Description

Questions about divine providence have preoccupied Christians for generations: Are people elected to salvation? For whom did Jesus die? This book introduces readers to four prevailing views on divine providence, with particular attention to the question of who Jesus died to save (the extent of the atonement) and if or how God determines who will be saved (predestination).But this book does not merely answer readers’ questions. Four Views on Divine Providence helps readers think theologically about all the issues involved in exploring this doctrine. The point-counterpoint format reveals the assumptions and considerations that drive equally learned and sincere theologians to sharp disagreement. It unearths the genuinely decisive issues beneath an often superficial debate. Volume contributors are Paul Helseth (God causes every creaturely event that occurs); William Lane Craig (through his “middle knowledge,” God controls the course of worldly affairs without predetermining any creatures’ free decisions); Ron Highfield (God controls creatures by liberating their decision-making); and Gregory Boyd (human decisions can be free only if God neither determines nor knows what they will be). Introductory and closing essays by Dennis Jowers give relevant background and guide readers toward their own informed beliefs about divine providence.

About the Authors

William Lane Craig (PhD, University of Birmingham, England) is research professor of philosophy at Talbot School of Theology, Biola University and lives in Marietta, GA.

Ron Highfield (B.A., M.Th., Harding University; M.A., Ph.D., Rice University), Professor of Religion at Pepperdine University, is the author of Great is the Lord: Theology for the Praise of God (Eerdmans, 2008).and articles in Theological Studies, the Christian Scholars’ Review, the Journal of the Evangelical Theological Society, Faculty Dialogue, the Stone-Campbell Journal, and Restoration Quarterly.

Gregory A. Boyd (PhD, Princeton Theological Seminary) is a pastor at Woodland Hills Church in St. Paul, Minnesota.

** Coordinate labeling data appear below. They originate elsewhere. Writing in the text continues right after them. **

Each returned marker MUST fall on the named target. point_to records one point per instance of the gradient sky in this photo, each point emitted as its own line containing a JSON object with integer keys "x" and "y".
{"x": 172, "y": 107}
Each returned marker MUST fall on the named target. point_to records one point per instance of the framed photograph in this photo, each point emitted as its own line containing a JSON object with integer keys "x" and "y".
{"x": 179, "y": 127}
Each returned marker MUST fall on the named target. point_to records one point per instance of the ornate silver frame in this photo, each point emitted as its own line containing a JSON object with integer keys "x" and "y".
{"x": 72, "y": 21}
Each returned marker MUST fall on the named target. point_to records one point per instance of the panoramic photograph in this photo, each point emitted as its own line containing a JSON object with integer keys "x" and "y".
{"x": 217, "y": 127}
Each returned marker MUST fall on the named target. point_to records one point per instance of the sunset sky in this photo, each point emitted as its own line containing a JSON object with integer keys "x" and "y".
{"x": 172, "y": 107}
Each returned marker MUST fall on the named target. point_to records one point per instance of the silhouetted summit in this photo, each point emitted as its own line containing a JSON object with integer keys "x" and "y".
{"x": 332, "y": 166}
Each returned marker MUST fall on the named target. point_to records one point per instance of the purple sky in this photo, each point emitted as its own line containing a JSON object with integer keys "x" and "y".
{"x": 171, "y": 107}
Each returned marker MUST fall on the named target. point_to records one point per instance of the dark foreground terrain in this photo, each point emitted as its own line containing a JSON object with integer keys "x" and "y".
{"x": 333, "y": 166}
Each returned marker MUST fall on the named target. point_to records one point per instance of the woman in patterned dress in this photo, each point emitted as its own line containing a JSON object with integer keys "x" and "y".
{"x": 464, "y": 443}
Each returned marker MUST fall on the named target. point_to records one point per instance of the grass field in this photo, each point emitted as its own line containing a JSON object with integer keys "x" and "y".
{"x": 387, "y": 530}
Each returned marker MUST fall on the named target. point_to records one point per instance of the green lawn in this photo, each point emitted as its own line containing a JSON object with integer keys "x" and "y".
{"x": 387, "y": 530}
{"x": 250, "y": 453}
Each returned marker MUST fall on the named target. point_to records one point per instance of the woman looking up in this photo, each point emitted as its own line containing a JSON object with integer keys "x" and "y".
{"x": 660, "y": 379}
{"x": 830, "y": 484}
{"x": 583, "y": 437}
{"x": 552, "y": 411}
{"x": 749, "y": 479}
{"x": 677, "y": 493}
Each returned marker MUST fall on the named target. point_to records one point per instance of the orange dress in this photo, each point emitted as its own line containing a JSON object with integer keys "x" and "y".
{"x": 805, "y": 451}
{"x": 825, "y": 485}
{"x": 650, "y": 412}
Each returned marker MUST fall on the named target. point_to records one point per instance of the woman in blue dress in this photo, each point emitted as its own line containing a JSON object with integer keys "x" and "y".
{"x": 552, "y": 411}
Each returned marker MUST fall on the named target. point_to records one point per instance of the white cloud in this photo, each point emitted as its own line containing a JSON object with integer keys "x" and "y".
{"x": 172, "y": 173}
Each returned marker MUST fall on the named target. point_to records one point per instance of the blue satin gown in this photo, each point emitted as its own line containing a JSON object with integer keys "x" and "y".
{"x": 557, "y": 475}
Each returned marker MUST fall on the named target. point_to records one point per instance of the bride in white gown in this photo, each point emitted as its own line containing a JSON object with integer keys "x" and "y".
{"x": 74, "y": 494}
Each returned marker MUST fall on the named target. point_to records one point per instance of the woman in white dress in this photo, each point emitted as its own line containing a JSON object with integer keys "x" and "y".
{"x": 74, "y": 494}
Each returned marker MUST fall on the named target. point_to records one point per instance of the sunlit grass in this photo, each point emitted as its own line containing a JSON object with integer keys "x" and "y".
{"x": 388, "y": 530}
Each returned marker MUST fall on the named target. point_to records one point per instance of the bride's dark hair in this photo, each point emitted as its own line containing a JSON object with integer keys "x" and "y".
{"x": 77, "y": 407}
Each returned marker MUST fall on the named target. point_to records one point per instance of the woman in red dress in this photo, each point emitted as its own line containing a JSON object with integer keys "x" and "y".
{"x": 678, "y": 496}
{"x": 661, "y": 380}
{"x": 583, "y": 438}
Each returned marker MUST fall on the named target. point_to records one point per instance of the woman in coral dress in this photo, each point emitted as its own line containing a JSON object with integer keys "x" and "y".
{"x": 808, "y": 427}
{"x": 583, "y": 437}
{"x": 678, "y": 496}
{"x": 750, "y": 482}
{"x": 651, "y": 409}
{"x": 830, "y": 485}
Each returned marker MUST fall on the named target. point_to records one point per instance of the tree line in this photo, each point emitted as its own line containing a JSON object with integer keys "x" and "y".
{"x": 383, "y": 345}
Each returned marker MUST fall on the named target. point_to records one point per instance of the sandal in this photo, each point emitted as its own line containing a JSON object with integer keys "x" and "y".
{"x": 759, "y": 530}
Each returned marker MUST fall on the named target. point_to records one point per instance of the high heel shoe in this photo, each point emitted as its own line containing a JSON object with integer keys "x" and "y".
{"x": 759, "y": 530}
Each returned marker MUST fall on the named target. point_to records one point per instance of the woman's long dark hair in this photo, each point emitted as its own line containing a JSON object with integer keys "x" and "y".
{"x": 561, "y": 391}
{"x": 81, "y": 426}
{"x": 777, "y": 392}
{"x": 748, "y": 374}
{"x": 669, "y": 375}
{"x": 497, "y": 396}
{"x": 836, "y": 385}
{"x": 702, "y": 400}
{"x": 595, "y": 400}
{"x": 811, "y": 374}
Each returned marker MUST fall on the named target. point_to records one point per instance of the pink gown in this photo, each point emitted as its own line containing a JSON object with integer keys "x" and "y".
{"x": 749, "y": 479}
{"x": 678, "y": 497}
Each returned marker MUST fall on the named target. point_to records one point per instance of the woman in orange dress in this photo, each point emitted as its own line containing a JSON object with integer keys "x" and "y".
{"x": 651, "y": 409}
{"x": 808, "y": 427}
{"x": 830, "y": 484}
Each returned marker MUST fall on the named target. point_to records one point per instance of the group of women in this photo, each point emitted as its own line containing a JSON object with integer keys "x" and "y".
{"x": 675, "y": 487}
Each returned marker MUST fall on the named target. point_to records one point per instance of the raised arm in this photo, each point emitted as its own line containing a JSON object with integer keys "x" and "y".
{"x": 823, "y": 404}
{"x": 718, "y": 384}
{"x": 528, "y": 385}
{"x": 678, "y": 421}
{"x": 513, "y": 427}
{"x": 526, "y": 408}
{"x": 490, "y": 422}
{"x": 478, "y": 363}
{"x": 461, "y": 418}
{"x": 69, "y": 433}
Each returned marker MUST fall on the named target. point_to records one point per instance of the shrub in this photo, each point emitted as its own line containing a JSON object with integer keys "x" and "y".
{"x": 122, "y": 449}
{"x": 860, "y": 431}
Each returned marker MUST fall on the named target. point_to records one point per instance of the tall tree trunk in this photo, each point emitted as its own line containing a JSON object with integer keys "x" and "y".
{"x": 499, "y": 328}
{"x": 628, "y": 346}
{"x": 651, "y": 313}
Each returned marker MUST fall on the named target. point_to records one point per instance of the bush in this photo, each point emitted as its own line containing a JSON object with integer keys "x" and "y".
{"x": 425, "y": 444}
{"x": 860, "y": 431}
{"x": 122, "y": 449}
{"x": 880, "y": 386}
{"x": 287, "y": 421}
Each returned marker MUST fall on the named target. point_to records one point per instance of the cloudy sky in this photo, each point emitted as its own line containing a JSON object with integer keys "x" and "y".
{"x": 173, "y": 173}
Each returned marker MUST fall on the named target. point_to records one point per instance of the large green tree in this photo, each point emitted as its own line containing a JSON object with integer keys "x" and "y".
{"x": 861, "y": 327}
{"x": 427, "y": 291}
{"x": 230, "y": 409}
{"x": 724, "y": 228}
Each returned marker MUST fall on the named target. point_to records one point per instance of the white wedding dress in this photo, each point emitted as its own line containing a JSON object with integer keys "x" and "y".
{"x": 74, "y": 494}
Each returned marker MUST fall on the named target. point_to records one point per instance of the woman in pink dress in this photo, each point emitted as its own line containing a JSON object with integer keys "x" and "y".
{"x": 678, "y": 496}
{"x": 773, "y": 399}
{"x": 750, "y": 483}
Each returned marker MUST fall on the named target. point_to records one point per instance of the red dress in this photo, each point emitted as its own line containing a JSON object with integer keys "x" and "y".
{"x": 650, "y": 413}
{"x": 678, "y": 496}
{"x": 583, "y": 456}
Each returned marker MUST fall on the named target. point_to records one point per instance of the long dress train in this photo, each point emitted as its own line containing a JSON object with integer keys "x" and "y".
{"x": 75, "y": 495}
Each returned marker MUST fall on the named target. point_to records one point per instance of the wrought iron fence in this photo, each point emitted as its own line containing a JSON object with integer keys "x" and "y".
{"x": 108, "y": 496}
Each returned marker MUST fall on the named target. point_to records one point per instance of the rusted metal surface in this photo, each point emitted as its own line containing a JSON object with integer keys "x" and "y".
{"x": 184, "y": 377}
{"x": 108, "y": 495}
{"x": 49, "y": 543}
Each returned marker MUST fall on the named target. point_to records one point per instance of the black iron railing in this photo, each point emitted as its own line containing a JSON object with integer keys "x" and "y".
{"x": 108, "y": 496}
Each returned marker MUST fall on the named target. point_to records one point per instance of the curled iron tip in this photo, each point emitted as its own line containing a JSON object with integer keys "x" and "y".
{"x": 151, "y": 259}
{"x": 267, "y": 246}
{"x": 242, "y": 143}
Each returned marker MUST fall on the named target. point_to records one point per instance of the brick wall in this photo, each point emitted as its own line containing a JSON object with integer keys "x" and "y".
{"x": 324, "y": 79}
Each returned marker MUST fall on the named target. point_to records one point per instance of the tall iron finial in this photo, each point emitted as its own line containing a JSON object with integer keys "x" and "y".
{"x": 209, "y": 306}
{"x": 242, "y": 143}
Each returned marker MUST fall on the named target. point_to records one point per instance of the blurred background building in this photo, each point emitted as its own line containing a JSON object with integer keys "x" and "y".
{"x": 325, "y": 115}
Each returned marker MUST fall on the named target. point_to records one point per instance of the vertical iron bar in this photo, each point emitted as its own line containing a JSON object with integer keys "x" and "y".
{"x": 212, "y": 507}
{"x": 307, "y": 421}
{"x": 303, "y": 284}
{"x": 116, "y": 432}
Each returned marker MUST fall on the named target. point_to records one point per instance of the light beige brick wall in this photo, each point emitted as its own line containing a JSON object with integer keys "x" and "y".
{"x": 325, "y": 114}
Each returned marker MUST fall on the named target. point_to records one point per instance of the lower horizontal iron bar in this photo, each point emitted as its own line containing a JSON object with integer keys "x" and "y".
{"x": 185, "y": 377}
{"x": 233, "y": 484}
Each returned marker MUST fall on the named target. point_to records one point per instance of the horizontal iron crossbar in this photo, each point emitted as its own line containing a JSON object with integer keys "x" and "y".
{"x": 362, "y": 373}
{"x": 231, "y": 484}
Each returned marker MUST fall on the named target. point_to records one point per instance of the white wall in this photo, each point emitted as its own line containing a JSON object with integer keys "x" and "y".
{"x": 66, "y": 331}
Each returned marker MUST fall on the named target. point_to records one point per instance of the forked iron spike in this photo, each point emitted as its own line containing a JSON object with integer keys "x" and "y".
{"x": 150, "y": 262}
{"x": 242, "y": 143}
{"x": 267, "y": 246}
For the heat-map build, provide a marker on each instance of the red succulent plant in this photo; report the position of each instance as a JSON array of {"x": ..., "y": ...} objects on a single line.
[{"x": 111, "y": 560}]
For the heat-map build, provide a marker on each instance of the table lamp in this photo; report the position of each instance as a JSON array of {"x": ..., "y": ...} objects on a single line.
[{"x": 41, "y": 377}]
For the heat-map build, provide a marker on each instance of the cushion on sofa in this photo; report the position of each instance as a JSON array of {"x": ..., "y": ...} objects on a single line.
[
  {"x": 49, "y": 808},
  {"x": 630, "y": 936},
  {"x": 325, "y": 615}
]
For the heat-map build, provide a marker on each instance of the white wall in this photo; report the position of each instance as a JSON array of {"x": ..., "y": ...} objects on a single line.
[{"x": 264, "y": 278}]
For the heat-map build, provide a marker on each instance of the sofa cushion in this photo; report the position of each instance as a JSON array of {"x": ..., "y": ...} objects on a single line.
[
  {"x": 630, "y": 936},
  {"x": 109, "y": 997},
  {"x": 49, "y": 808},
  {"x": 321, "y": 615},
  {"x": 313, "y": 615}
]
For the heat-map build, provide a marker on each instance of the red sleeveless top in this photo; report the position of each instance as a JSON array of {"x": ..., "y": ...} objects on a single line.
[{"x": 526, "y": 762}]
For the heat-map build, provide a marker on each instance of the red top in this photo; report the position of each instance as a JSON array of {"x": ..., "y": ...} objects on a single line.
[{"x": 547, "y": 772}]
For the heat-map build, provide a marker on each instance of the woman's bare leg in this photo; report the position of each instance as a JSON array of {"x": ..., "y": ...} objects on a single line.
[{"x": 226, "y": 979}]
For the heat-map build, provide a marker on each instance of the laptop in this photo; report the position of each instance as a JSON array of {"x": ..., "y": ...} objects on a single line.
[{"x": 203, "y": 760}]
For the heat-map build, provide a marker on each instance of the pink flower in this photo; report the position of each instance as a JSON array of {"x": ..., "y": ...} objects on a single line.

Previously a professor of theology at Bethel University, several of his many books include Letters from a Skeptic, Repenting of Religion, Myth of a Christian Nation, God at War, and Satan and the Problem of Evil.

Paul Kjoss Helseth (Ph.D. Marquette University) is Professor of Christian Thought at Northwestern College in St. Paul, MN. He is the author of "Right Reason" and the Princeton Mind: An Unorthodox Proposal (Phillipsburg, N.J.: P & R Publishing, 2010), and has co-edited and contributed to Beyond the Bounds (Wheaton: Crossway, 2003) and Reclaiming the Center (Wheaton: Crossway, 2004).